A Covaxim é da Índia. O País indiano, também, adota o tratamento precoce com a inserção da Ivermectina a pacientes com Covid-19, sem qualquer mudança no quadro dos infectados.

A corrupção e a vontade de Deus

No mesmo período em que o Governo Bolsonaro negociava com a empresa indiana a compra de vacinas, os funcionários do alto escalão do Palácio do Planalto negavam vacinas oferecidas por outras empresas com registro científico e até mais baratas.

A Folha de S. Paulo publicou reportagem no dia 07, deste mês, com base em e-mails trocados entre representantes da gigante da indústria farmacêutica, a Pfizer, e o Governo Bolsonaro, que atestam que o mandatário recusou vacinas no ano passado pela metade do preço pago por Estados Unidos, Reino Unido e União Europeia.

Documentos divulgados pelo senador Randolfe Rodrigues (Rede-AP), vice-presidente da CPI da Covid, mostram que a gestão Jair Bolsonaro deixou de responder 53 e-mails da farmacêutica Pfizer enviados para pedir um posicionamento sobre a compra de vacinas.

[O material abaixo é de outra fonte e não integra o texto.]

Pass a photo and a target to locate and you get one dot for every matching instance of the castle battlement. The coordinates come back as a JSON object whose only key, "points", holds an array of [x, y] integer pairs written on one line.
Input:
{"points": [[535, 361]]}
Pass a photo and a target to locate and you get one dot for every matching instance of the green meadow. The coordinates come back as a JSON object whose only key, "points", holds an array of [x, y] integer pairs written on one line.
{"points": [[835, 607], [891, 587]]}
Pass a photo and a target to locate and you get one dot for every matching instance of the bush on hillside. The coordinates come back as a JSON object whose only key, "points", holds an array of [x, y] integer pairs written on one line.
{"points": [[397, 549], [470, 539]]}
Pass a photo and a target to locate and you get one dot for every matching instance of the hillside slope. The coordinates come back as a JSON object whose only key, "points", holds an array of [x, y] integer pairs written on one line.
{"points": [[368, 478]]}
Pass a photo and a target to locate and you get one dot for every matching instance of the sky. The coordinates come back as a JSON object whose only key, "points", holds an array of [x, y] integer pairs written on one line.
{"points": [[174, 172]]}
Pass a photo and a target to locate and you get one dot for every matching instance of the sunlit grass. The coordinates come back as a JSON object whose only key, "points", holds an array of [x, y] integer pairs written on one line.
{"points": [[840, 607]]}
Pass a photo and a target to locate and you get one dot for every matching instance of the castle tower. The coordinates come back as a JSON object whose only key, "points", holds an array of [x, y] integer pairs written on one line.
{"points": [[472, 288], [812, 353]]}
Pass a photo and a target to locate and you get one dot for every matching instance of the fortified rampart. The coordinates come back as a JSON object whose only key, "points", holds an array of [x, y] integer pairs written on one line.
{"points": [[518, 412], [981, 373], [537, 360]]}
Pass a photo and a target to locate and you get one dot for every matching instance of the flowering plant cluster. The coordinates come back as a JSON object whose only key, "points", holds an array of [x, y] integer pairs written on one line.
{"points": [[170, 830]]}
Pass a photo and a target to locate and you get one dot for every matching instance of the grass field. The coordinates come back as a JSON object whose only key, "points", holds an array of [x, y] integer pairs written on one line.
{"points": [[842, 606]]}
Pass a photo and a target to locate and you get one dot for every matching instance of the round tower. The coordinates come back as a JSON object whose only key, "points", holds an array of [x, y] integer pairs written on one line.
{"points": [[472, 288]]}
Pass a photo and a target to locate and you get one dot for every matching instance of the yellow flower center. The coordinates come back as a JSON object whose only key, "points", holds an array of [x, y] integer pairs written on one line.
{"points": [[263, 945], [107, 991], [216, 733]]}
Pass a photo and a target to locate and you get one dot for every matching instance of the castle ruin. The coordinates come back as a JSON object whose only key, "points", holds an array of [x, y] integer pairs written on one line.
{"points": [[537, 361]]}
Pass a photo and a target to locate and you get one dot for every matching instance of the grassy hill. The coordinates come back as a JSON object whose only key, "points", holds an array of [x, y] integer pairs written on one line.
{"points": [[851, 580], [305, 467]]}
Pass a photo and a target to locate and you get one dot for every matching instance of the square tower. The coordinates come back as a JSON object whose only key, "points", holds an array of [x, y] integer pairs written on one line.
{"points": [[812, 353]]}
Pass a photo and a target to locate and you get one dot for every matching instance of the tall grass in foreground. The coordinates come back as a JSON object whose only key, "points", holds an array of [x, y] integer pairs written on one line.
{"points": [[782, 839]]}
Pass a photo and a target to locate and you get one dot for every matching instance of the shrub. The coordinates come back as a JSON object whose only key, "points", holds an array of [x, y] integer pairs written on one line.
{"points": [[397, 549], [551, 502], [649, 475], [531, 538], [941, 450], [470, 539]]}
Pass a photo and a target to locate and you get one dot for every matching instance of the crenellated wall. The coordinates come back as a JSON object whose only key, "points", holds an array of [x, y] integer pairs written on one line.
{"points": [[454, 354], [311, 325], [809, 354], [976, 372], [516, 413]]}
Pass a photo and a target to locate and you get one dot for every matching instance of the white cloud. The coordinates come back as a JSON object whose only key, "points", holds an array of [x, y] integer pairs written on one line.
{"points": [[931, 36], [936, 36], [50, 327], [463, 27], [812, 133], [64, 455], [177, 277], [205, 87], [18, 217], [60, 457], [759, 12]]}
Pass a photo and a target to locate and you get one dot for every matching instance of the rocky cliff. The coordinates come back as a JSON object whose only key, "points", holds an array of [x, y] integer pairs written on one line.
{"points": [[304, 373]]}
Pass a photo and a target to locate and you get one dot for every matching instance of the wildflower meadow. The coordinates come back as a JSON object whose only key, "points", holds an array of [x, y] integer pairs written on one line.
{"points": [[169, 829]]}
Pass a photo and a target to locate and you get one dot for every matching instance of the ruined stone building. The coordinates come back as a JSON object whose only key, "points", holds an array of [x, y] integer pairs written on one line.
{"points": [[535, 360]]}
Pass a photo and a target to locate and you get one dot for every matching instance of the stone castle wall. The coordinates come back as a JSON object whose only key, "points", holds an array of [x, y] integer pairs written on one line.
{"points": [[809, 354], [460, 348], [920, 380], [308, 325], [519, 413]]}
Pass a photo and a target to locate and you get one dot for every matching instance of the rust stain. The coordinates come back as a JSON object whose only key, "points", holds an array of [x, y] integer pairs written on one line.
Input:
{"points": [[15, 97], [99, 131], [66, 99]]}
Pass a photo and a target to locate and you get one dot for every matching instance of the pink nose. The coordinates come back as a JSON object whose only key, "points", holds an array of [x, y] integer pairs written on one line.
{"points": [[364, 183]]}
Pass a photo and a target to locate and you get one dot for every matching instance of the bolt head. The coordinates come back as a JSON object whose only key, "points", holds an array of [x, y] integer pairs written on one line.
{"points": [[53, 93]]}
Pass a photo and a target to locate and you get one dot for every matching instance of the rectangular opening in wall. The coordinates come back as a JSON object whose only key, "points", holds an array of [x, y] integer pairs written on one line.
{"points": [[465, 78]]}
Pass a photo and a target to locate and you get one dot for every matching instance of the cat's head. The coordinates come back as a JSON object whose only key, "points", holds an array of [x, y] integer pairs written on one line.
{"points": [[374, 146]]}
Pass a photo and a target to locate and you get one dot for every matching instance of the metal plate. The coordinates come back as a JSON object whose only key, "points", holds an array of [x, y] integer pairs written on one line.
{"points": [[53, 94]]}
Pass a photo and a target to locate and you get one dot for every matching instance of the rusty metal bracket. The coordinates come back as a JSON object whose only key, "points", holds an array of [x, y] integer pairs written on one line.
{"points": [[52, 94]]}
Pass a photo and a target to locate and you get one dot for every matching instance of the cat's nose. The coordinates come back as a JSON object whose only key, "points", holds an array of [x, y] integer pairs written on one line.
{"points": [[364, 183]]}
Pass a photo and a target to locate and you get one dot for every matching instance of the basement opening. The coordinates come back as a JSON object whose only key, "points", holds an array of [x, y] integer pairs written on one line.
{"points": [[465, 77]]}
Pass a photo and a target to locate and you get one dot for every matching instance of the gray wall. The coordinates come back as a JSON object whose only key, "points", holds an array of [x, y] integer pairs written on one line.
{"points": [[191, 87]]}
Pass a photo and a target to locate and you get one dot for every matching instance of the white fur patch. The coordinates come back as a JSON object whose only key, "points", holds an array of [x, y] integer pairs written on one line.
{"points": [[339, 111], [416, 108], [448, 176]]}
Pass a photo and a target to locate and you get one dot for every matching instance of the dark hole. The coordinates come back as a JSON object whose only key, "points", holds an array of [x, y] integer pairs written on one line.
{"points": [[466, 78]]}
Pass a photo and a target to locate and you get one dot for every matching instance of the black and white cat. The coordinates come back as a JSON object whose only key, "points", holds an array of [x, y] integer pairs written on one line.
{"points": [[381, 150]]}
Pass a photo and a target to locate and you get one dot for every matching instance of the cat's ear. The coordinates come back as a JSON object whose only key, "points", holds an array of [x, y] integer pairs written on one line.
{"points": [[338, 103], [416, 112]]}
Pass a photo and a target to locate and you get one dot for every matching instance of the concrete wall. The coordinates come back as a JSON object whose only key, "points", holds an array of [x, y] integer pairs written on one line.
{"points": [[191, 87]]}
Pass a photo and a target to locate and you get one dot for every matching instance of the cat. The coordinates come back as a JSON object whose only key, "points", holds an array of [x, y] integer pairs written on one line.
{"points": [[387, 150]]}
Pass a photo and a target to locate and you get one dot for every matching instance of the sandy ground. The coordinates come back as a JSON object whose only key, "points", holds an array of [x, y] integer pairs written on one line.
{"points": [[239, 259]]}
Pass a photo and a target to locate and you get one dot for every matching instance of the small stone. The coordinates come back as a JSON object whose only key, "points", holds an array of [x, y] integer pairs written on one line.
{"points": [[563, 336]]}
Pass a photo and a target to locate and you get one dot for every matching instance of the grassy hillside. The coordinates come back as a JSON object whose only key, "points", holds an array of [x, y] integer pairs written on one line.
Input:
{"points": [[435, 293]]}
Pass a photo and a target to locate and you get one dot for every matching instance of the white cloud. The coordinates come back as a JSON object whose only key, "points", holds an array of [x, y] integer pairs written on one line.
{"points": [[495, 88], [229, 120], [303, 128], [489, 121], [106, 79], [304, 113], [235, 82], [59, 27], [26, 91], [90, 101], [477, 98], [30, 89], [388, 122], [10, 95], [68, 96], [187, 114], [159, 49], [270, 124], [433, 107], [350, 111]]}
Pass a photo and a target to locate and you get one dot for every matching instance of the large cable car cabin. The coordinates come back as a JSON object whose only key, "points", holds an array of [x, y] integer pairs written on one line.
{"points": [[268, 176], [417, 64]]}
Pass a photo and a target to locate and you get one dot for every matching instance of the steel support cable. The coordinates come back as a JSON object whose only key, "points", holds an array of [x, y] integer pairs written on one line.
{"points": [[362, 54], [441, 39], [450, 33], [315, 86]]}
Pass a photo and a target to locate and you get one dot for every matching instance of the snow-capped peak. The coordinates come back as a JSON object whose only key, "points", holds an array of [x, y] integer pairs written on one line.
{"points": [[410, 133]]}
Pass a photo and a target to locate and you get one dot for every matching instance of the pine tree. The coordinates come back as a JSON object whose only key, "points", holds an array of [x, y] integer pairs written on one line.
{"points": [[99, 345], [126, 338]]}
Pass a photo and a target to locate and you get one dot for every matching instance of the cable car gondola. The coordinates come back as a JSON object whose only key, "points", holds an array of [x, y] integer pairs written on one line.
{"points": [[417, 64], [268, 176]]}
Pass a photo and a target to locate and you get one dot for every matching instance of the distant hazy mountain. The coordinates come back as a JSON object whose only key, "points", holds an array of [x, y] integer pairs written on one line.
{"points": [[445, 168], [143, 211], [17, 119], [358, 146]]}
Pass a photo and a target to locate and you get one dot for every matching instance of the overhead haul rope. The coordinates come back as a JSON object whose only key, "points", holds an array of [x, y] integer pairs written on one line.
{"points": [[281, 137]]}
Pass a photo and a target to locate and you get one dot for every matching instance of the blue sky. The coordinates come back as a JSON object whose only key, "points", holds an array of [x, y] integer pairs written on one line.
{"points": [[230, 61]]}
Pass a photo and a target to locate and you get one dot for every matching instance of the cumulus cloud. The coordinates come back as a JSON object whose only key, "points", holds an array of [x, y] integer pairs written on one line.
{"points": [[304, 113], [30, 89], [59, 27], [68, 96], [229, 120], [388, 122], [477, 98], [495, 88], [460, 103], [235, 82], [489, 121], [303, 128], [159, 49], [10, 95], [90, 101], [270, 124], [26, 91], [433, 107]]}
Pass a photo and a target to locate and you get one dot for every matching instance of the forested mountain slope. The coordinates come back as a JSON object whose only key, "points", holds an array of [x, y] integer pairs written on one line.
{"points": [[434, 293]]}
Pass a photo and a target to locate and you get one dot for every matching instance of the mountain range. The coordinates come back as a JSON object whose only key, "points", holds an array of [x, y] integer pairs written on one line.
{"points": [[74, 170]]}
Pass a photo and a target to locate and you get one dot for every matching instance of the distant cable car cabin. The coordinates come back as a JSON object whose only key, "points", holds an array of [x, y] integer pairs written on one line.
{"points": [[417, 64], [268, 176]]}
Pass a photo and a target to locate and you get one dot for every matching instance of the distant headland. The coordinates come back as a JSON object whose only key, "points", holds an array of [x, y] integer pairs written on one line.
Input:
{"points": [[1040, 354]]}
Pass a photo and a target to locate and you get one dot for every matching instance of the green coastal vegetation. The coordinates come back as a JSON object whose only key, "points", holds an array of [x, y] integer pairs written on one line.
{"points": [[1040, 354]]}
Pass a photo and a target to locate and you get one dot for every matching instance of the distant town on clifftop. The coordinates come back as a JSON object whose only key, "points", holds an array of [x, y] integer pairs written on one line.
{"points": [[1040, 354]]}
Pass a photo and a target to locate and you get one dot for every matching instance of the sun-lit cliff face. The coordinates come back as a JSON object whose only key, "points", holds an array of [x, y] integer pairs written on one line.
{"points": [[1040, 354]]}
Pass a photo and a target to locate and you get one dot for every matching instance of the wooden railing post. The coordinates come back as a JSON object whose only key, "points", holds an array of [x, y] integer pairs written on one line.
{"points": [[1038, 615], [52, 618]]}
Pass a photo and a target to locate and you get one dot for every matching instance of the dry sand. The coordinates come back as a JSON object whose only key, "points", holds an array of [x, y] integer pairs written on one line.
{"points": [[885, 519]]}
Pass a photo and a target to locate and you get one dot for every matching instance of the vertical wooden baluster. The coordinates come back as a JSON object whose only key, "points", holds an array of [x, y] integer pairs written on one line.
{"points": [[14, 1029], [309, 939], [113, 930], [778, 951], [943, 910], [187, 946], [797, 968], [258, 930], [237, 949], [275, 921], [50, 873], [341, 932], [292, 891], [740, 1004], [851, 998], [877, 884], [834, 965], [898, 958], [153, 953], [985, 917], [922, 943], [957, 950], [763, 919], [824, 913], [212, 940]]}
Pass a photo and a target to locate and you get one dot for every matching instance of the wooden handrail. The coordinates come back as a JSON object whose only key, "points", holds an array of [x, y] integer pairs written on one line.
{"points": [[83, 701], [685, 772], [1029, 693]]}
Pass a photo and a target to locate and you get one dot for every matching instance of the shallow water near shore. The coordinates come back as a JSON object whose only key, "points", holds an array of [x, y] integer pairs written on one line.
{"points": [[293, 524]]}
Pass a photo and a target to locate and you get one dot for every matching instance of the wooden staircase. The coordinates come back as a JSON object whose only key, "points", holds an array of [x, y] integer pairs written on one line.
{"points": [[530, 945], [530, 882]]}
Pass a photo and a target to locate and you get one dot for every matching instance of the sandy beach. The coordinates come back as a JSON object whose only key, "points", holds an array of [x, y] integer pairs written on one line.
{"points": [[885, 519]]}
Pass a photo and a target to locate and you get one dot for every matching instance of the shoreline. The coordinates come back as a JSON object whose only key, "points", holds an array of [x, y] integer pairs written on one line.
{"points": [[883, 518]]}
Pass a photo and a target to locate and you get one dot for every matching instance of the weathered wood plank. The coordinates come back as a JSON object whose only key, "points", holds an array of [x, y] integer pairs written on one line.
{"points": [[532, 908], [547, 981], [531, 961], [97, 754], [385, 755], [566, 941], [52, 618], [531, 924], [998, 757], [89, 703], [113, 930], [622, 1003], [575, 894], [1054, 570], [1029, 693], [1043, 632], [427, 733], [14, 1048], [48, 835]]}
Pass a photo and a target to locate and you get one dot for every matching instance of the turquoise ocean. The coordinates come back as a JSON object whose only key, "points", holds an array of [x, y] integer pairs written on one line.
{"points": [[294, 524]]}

Nas redes sociais, Bolsonaro nega corrupção em seu governo (Facebook)

Em live semanal, o presidente se pronunciou a respeito das suspeitas sobre o seu governo. “Se tiver roubalheira no governo, em um ministério qualquer, pode haver. Se tiver, a gente vai tomar as providências. Mas, se Deus quiser, não vai ter”, disse Bolsonaro, que, assim como o prefeito de Manaus, é evangélico.